El Comité de Solidaridad con Rojava y el Pueblo Kurdo, autodefinido como antifascista, anticapitalista, antimperialista y antipatriarcal, remite las raíces teóricas del confederalismo democrático a la influencia del ecoanarquista estadunidense Murray Bookchin en el PKK, que lo consideraba uno de los más grandes científicos sociales del siglo XX. Se menciona que Bookchin, en su libro Rehaciendo la sociedad, definió lo que denomina ecología social, destacando que los problemas básicos que ponen a la sociedad contra la naturaleza surgen del desarrollo social mismo, y que haber puesto sociedad y naturaleza en una oposición binaria ha sido a la vez descriptivamente erróneo y prescriptivamente destructivo. La dominación del hombre por el hombre precedió a la noción de dominar la naturaleza. De hecho, la dominación humana del ser humano dio lugar a la misma idea de dominar la naturaleza.
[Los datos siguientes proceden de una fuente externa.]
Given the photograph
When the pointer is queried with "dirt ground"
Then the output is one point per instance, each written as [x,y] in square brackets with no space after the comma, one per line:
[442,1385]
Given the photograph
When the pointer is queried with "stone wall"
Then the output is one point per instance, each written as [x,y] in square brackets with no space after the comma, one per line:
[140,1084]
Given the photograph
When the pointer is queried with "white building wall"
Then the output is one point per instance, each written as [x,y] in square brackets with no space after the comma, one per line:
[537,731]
El comité considera que si bien hay diferencias entre Bookchin y el pueblo kurdo al que él ha influido, lo que ha sido más fuerte en este ascendente son las metas de la construcción del doble poder y la puesta en práctica de un sistema de gobierno que se estructura de diferentes formas no estatales, la construcción de una democracia igualitaria, de una estructura social en paralelo, de un complejo en red de instituciones alternativas decididamente diferentes que actúan en contradicción y oposición al sistema dominante, o sea el Estado-nación y el capitalismo.
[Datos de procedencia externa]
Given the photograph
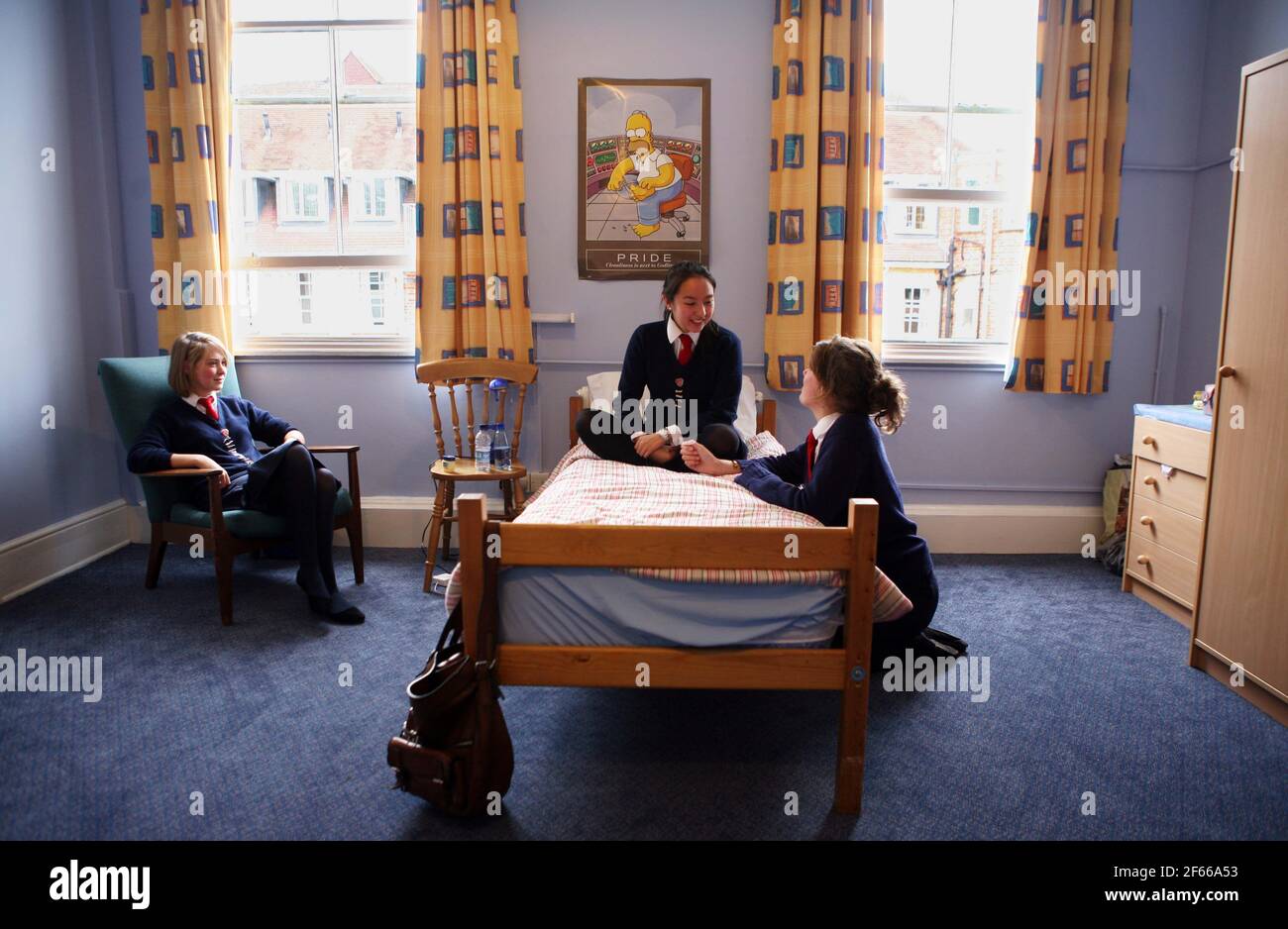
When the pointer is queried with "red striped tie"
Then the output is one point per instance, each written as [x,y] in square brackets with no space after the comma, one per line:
[686,348]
En América Latina, como en el Kurdistán, se trata del establecimiento no sólo de la autonomía, sino de una autonomía democrática y participativa, contraria a toda dependencia o injerencia externa, considerada como heteronomía. También, estas prácticas autonómicas en ambas regiones del mundo están signadas por la dinámica de transformaciones dentro de los propios sujetos autonómicos. En el Kurdistán, al igual que en los gobiernos autónomos zapatistas, se considera fundamental la participación activa de mujeres y jóvenes en todos los ámbitos de las estructuras concejales. Han dado la vuelta al mundo las imágenes de las mujeres kurdas en armas que dentro de las Unidades de Protección Popular (YPG) integraron las Unidades de Protección de la Mujer (YPJ) de Rojava (la región de la autonomía kurda autoproclamada en el norte de Siria), y las Unidades de Mujeres de la Guerrilla del Partido del PKK, que han estado en la primera línea de los combates contra el Estado Islámico.
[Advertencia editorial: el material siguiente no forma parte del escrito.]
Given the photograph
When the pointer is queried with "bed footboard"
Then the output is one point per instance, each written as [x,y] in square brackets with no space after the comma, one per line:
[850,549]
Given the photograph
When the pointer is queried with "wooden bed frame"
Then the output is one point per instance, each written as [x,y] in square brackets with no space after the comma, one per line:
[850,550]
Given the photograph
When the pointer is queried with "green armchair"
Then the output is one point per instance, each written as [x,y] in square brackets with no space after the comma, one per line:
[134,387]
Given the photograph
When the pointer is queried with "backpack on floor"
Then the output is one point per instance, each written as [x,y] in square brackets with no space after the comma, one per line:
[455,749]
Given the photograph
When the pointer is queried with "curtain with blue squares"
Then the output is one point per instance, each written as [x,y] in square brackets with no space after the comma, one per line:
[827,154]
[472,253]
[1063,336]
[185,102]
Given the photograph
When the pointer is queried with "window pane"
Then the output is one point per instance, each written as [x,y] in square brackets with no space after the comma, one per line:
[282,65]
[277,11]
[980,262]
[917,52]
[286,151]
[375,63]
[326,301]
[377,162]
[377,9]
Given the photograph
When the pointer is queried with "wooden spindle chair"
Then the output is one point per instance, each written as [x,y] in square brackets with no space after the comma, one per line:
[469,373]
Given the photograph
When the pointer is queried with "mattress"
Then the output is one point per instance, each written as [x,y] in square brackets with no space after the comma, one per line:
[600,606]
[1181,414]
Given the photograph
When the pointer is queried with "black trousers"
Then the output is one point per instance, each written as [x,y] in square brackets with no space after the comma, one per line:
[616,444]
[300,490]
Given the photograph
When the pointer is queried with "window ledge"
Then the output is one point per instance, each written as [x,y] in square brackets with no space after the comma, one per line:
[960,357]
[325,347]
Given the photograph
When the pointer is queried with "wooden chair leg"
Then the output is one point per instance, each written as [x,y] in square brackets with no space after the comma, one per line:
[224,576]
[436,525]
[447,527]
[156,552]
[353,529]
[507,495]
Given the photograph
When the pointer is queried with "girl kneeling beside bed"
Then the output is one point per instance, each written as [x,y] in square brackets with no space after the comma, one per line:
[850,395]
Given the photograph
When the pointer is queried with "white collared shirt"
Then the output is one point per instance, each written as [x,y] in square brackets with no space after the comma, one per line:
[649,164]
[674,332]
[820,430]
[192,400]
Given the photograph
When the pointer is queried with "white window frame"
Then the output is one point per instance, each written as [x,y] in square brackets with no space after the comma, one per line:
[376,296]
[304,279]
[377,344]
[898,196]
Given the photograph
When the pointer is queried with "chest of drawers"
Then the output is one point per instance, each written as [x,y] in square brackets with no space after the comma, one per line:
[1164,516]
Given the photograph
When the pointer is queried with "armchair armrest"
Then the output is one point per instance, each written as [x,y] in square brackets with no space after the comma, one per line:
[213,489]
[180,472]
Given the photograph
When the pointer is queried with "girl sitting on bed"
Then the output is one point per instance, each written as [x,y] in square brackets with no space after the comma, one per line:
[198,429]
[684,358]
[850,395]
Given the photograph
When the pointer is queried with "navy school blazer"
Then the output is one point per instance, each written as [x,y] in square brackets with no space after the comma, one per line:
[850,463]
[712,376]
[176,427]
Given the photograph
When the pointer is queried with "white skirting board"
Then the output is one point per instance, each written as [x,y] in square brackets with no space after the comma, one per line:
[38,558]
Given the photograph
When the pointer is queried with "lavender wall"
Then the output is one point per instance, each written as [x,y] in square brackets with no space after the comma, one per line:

En el Kurdistán, con su dualidad de poderes, al igual que entre los pueblos indígenas de nuestra América, con sus procesos autonómicos, tienen lugar experiencias de largo aliento que habría que analizar y valorar para asumir una perspectiva más abierta e imaginativa en el campo de las resistencias y las emancipaciones anticapitalistas. Otras luchas son posibles y deseables.